[Ask a young man to present this first-person report.]
I checked the mail, looking for a letter from one of the internship programs I had applied for. But no letter of acceptance came, and I was growing worried.
I am a student of agriculture in Madagascar. [Locate Madagascar, off the coast of Africa, on a map.] My degree requires internships that give students practical experiences on farms. I had to complete a five-week internship to get that experience, but none of the institutions I had contacted accepted me as an intern. I couldn’t complete my degree without an internship.
I contacted my cousin, who is at Zurcher Adventist University in central Madagascar. I asked him if his school had a farm, and he said it did. He urged me to contact the farm manager. For the first time in weeks I felt hopeful.

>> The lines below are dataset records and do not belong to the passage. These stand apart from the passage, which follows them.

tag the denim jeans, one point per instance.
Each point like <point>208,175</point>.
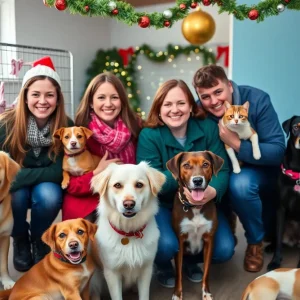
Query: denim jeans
<point>253,197</point>
<point>45,201</point>
<point>168,243</point>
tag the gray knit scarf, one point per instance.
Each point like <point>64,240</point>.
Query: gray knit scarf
<point>37,138</point>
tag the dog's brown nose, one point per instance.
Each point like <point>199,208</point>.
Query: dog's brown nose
<point>129,204</point>
<point>73,245</point>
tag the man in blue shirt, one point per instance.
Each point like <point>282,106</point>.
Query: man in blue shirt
<point>252,191</point>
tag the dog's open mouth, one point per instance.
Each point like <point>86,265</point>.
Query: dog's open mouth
<point>74,257</point>
<point>129,214</point>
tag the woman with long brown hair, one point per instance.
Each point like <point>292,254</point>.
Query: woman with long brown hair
<point>26,134</point>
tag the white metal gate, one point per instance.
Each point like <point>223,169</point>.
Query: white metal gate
<point>15,60</point>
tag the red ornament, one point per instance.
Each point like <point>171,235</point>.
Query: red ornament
<point>144,22</point>
<point>167,23</point>
<point>182,6</point>
<point>253,14</point>
<point>206,2</point>
<point>60,4</point>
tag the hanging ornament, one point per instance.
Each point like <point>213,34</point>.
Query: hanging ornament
<point>206,2</point>
<point>167,23</point>
<point>280,7</point>
<point>112,5</point>
<point>198,27</point>
<point>60,4</point>
<point>144,22</point>
<point>167,14</point>
<point>253,14</point>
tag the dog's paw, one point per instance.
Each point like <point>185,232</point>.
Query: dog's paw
<point>8,283</point>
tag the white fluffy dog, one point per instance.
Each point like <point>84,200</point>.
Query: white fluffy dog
<point>127,237</point>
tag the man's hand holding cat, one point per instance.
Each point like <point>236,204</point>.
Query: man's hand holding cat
<point>229,137</point>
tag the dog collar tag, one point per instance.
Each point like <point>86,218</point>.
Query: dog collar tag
<point>125,241</point>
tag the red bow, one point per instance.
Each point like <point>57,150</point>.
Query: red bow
<point>220,52</point>
<point>125,53</point>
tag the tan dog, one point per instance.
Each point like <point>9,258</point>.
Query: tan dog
<point>194,224</point>
<point>77,160</point>
<point>283,282</point>
<point>65,271</point>
<point>8,170</point>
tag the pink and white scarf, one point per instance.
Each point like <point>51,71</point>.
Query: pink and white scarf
<point>117,141</point>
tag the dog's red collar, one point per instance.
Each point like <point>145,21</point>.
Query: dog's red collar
<point>62,258</point>
<point>75,154</point>
<point>290,173</point>
<point>138,234</point>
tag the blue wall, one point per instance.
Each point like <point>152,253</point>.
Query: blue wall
<point>267,55</point>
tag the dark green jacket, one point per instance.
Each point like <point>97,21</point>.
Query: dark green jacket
<point>158,145</point>
<point>35,170</point>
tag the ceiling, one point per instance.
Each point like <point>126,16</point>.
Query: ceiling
<point>137,3</point>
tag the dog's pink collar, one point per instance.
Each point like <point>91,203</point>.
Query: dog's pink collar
<point>138,234</point>
<point>75,154</point>
<point>290,173</point>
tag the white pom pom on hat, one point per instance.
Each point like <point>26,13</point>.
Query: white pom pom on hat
<point>42,67</point>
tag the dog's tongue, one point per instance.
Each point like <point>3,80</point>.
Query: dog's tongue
<point>197,195</point>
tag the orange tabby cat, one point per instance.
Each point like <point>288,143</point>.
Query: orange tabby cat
<point>236,119</point>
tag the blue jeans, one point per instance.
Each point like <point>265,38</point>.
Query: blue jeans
<point>253,197</point>
<point>168,244</point>
<point>45,201</point>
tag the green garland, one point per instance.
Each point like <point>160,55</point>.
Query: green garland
<point>126,13</point>
<point>111,61</point>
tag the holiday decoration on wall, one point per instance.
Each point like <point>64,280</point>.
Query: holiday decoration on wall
<point>113,61</point>
<point>127,13</point>
<point>198,27</point>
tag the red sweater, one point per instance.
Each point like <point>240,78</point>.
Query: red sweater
<point>79,200</point>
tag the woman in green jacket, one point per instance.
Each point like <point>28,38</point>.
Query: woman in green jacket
<point>26,134</point>
<point>176,124</point>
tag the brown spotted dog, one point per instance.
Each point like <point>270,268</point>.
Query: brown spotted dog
<point>236,120</point>
<point>77,159</point>
<point>194,225</point>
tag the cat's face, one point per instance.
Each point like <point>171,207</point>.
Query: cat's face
<point>235,115</point>
<point>212,99</point>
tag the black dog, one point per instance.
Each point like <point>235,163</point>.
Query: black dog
<point>288,187</point>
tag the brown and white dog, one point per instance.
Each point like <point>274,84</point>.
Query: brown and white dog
<point>127,237</point>
<point>281,283</point>
<point>77,159</point>
<point>8,170</point>
<point>193,224</point>
<point>65,272</point>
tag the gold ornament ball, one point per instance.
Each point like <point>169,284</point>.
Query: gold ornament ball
<point>198,27</point>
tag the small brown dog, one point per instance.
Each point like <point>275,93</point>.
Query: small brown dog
<point>8,170</point>
<point>77,160</point>
<point>65,271</point>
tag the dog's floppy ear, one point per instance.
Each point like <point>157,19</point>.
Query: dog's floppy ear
<point>48,236</point>
<point>286,125</point>
<point>59,133</point>
<point>88,133</point>
<point>173,164</point>
<point>11,168</point>
<point>156,178</point>
<point>216,160</point>
<point>100,181</point>
<point>91,228</point>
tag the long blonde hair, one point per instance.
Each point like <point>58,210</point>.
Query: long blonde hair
<point>15,122</point>
<point>130,119</point>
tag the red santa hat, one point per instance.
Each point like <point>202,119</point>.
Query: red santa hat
<point>42,67</point>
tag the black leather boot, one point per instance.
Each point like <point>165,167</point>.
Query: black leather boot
<point>22,253</point>
<point>39,250</point>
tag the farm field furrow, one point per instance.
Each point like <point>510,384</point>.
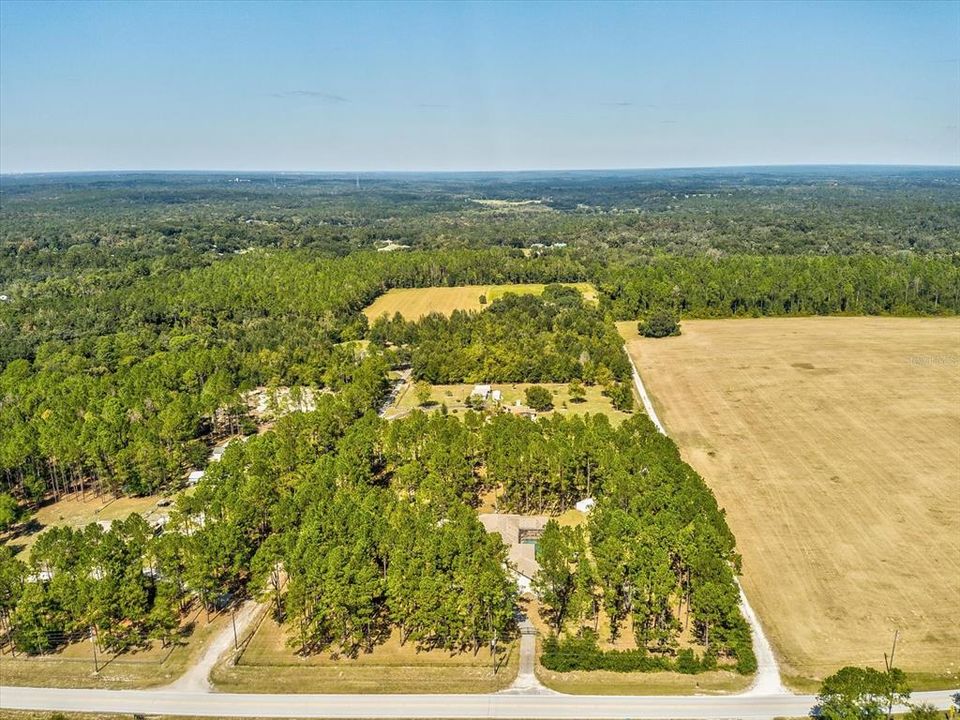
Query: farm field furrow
<point>834,446</point>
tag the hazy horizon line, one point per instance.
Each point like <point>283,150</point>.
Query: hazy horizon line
<point>465,171</point>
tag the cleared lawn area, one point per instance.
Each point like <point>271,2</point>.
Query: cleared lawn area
<point>269,665</point>
<point>455,396</point>
<point>834,445</point>
<point>414,303</point>
<point>72,666</point>
<point>77,512</point>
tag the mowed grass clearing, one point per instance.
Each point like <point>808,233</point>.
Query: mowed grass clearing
<point>415,303</point>
<point>455,396</point>
<point>72,665</point>
<point>77,512</point>
<point>834,446</point>
<point>269,664</point>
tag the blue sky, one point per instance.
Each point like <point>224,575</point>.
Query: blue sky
<point>463,86</point>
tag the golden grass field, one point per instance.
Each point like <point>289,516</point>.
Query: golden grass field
<point>414,303</point>
<point>270,665</point>
<point>834,446</point>
<point>455,396</point>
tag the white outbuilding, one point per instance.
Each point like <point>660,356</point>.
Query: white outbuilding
<point>586,505</point>
<point>481,390</point>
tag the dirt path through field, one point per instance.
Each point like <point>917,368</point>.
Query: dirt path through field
<point>767,680</point>
<point>197,678</point>
<point>833,444</point>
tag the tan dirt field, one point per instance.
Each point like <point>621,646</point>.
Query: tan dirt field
<point>834,446</point>
<point>414,303</point>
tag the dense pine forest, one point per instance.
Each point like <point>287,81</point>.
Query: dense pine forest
<point>136,311</point>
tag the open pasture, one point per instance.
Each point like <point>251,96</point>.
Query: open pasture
<point>414,303</point>
<point>77,512</point>
<point>834,446</point>
<point>270,664</point>
<point>455,398</point>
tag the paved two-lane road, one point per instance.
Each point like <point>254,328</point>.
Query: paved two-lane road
<point>503,705</point>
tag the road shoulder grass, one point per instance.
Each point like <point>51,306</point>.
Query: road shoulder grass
<point>269,665</point>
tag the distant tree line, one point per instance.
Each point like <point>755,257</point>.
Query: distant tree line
<point>555,337</point>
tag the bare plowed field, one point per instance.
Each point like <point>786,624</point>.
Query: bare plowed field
<point>834,445</point>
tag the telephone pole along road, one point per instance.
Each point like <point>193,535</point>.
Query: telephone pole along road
<point>765,700</point>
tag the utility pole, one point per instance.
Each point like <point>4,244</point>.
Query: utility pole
<point>889,664</point>
<point>93,640</point>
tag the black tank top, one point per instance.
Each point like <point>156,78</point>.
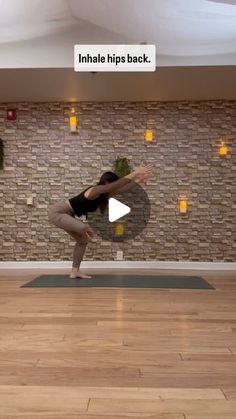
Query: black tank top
<point>81,205</point>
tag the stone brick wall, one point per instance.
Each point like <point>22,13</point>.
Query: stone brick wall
<point>44,159</point>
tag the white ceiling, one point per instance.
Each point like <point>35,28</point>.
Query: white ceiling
<point>41,33</point>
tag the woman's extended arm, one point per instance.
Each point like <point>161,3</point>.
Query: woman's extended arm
<point>141,172</point>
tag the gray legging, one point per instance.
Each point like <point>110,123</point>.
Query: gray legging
<point>62,216</point>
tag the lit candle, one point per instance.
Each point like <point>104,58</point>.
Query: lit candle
<point>223,149</point>
<point>183,204</point>
<point>148,135</point>
<point>119,229</point>
<point>73,123</point>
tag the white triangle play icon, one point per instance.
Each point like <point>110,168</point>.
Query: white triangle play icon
<point>117,210</point>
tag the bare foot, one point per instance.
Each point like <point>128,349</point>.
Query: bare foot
<point>79,274</point>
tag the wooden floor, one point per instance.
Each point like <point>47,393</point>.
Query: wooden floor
<point>90,353</point>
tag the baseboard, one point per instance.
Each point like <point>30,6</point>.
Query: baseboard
<point>224,266</point>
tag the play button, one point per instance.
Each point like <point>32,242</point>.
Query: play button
<point>126,217</point>
<point>117,210</point>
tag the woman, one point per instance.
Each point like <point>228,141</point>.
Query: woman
<point>62,214</point>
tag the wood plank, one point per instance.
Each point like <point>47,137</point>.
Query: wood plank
<point>109,406</point>
<point>38,399</point>
<point>164,354</point>
<point>230,392</point>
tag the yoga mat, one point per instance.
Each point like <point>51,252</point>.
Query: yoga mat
<point>120,281</point>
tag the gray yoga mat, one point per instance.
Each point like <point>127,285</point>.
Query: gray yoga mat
<point>120,281</point>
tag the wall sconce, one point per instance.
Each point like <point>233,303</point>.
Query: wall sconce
<point>148,135</point>
<point>223,150</point>
<point>183,204</point>
<point>73,121</point>
<point>119,229</point>
<point>11,114</point>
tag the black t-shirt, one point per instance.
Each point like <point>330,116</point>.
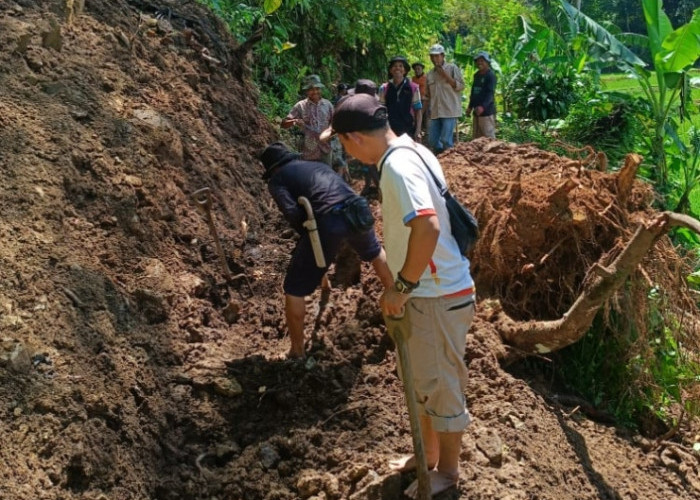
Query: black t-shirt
<point>482,94</point>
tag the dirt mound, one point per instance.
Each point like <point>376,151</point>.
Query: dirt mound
<point>131,368</point>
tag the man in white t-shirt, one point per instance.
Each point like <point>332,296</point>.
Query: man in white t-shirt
<point>433,286</point>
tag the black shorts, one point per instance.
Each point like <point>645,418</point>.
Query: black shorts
<point>303,275</point>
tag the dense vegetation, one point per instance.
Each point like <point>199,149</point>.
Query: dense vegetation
<point>560,70</point>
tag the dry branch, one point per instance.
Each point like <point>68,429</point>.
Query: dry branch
<point>603,279</point>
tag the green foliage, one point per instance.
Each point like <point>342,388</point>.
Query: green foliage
<point>485,25</point>
<point>630,372</point>
<point>541,92</point>
<point>341,40</point>
<point>673,52</point>
<point>607,121</point>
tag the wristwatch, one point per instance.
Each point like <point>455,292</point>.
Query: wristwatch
<point>404,286</point>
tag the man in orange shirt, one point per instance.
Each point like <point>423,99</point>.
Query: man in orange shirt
<point>420,80</point>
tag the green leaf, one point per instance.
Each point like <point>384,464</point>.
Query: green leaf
<point>601,35</point>
<point>658,24</point>
<point>271,5</point>
<point>681,48</point>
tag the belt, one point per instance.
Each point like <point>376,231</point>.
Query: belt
<point>461,293</point>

I knew Adventists were pretty strict about religious stuff, such as keeping their Sabbath and not eating pork. I began feeling nervous about working at this school, but when I was accepted, I knew I had to go. I left for Zurcher promising my parents that I would not become an Adventist.
A New Way of Life
I arrived at the remote university campus and looked around. It looked normal enough. The students were friendly, and my cousin invited me to stay at his house.
I began working on the farm the next day. We worked hard all day, every day. But on Friday afternoon, the farm manager told me to go home and prepare for the Sabbath. That evening my cousin’s family gathered to sing and pray before going to a meeting at the church. They explained that Sabbath begins at sundown on Friday.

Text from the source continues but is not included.